Une allée qui ressemble beaucoup à la Halle 1.0 de Baselworld:

Quoi qu'il en soit, non seulement je ne regrette nullement ma participation mais de plus, l'édition Watches & Wonders 2022 a souligné le rôle crucial des rencontres physiques. L'industrie se retrouve, se parle, échange et subitement on se rappelle que le monde de l'horlogerie existe avant tout grâce aux femmes et aux hommes qui y travaillent. Et puis, il est temps d'enfoncer une porte ouverte: on parle de montres et donc on est dans une culture de produit. Comment peut-on apprécier la qualité d'une montre sans la voir, la tenir, la porter ? Comment même peut-on imaginer un seul micro-instant qu'une conférence zoom puisse remplacer la découverte matérielle d'une nouvelle montre ? La conférence zoom, c'était sûrement un moyen efficace de poursuivre l'activité  en période de confinement ou de restrictions mais tout le monde savait pertinemment que cela ne pouvait pas devenir la norme.

Le carré des horlogers:

 

J'ai pris beaucoup de plaisir au cours de cette édition de Watches & Wonders. La joie de retrouver les personnes que l'on apprécie, que ce soient les acteurs de l'industrie, les médias, les collectionneurs que l'on avait pas vus depuis de nombreux mois. L'organisation parfaite du salon qui privilégie le confort des visiteurs. Le travail efficace des RP des marques qui se sont démultipliés pour que les rendez-vous se tiennent sans accroc. Bref, tout s'est déroulé idéalement et j'ai pu profiter de chaque instant passé à Palexpo. Maintenant, au-delà de la satisfaction personnelle bien réelle, je souhaitais émettre quelques commentaires sur le salon.
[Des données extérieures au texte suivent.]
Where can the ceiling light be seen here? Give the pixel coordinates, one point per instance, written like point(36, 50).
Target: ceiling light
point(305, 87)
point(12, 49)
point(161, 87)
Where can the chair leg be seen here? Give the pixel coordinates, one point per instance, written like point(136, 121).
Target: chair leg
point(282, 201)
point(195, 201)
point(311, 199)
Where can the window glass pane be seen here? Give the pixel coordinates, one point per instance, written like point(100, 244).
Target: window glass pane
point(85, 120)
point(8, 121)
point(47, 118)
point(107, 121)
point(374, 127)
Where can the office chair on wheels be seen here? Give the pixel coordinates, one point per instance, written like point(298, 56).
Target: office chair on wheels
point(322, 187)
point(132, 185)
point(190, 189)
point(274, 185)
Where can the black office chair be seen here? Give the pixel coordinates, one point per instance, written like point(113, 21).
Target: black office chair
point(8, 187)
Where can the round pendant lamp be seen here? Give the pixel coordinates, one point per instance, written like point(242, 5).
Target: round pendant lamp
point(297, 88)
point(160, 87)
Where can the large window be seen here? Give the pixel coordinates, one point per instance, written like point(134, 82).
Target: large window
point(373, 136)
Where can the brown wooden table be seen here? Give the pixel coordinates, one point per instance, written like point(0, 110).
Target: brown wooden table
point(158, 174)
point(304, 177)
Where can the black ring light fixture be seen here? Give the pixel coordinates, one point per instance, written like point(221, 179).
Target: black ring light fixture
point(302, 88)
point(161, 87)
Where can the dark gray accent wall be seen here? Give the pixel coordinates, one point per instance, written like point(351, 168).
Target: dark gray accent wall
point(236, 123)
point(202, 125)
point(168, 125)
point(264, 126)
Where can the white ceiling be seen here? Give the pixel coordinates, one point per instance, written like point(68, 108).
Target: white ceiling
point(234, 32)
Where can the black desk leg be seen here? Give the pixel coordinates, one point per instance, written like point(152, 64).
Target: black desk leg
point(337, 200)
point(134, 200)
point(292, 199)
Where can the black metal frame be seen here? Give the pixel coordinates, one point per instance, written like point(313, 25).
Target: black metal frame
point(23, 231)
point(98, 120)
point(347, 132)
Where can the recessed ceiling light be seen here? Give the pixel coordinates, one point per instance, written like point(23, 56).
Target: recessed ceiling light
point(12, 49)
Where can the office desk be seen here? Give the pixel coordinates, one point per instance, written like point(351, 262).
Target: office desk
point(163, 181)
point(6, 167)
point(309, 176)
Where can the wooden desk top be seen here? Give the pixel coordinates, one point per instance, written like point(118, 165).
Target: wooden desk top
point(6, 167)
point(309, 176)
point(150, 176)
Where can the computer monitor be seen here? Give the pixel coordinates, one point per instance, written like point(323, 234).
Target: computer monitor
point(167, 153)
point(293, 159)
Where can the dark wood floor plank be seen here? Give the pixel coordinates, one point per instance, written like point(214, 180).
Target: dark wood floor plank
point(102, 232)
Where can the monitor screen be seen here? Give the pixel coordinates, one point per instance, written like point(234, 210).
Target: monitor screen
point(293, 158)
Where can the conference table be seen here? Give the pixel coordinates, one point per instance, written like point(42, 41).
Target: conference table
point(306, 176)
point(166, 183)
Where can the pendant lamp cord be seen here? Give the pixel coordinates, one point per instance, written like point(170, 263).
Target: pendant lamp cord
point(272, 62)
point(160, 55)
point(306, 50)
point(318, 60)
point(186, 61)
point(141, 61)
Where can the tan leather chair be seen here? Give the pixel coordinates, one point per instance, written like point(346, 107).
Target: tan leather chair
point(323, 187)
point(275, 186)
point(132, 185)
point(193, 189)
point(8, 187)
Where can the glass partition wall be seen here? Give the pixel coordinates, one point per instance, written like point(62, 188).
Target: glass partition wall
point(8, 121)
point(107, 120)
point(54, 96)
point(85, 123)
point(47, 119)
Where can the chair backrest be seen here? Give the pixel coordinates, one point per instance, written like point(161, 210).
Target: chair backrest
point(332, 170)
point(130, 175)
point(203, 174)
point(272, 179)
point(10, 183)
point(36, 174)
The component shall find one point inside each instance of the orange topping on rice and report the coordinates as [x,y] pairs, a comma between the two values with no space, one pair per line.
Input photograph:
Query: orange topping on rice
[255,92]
Tout d'abord, j'ai eu la sensation que Watches & Wonders n'était pas le rassemblement du SIHH avec les marques phare de Baselworld. Ce n'était pas un regroupement mais  plutôt une cohabitation. L'organisation physique du salon concourrait à cette sensation. En tournant à droite après l'entrée principale du salon, nous partions vers la zone ex-SIHH et en tournant à gauche, vers la zone ex-Baselworld. Finalement, le Carré des Horlogers servait presque de zone tampon comme une sorte de trait d'union entre deux mondes qui se parlaient peu. Il y a derrière tout ça une réflexion sur la façon avec laquelle l'industrie défend ses intérêts et se présente vers l'extérieur. L'horlogerie est un secteur économique dont l'importance, liée au prestige et à la puissance financière d'un de ses acteurs, est finalement décorrélée du chiffre d'affaires réel qu'elle génère. Elle a donc besoin de ces événements qui rassemblent pour pouvoir peser et parler de façon conjointe et cohérente surtout face à des mastodontes puissants de type Apple qui proposent des alternatives à l'offre traditionnelle. Or, le front uni ne se matérialisait pas au cours de Watches & Wonders et cela se ressentait y compris dans les couloirs.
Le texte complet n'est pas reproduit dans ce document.